After the terrible shooting in an El Paso Walmart, the company is apparently taking steps to respect the deaths of twenty-two people. It’s doing this by removing signs advertising certain video games — which begs the question: how exactly is this supposed to help?
The company documentation listing the changes was discovered by journalist Kenneth Shepard, who tweeted it out. The rules include turning off any demos for violent games, remove any signage advertising shooters, and cancel any events that promote combat- or shooting-based games. The company also asks that no videos depicting violence or hunting be shown in the electronics or sporting goods section.
Apparently Walmart is telling its employees to take down displays that show violent video games, specifically shooters, as well as movies and hunting videos. pic.twitter.com/2N3t4B86tf
— Kenneth Shepard (@shepardcdr) August 7, 2019
Now, in Walmart’s defense, a spokesperson said this wasn’t going to be a permanent change — it’s a temporary measure specifically made in response to the deaths. The galling part is that they said they did this, “We’ve taken this action out of respect for the incidents of the past week.”
If this has been done in a vacuum, it would be a little bizarre, but not particularly untoward. But given recent attitudes towards so-called “violent video games,” this doesn’t feel like a move made to honor the dead or comfort the living. This is out of respect for the myriad politicians (the President included) who are choosing to blame entertainment that displays simulated violence over the grab bag of other, more likely motivations that drove Crusius to shoot his fellow humans.
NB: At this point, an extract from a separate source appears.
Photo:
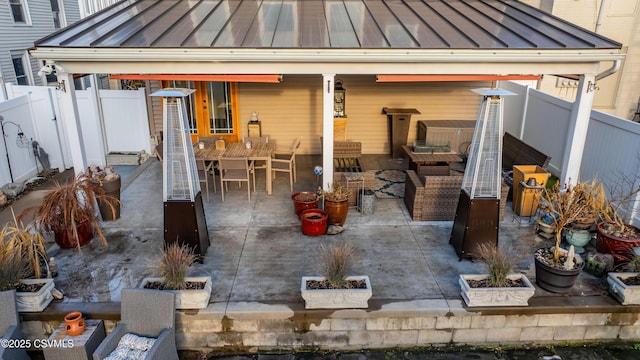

A common response to this is to decry the irony of Walmart still selling guns while trying to respectfully curtail video game advertising. Granted, it wouldn’t be the first major chain store to jettison guns post-tragic shooting: Dick’s Sporting Goods removed assault-style rifles from its stores in the wake of the Parkland shooting. It received no small amount of backlash following this choice, and when sales of firearms overall declined, it stopped selling them altogether. Reportedly, its sales have gone up as it’s used the store space to stock more of its better-selling items.
But expecting Walmart to remove guns entirely, especially while anti-gun control advocates are still whipped into a veritable froth, is, I think, to expect too much. It’s already stopped selling assault-style rifles, and I think it would take a big dent in its gun sales before we saw any real change.
Walmart CEO Doug McMillon — who has been critical of the President’s responses to national tragedies in the past — said in a LinkedIn post that his company intended to be “thoughtful and deliberate in our responses. He also said, “[We] will act in a way that reflects the best values and ideals of our company, with a focus on serving the needs of our customers, associates and communities.”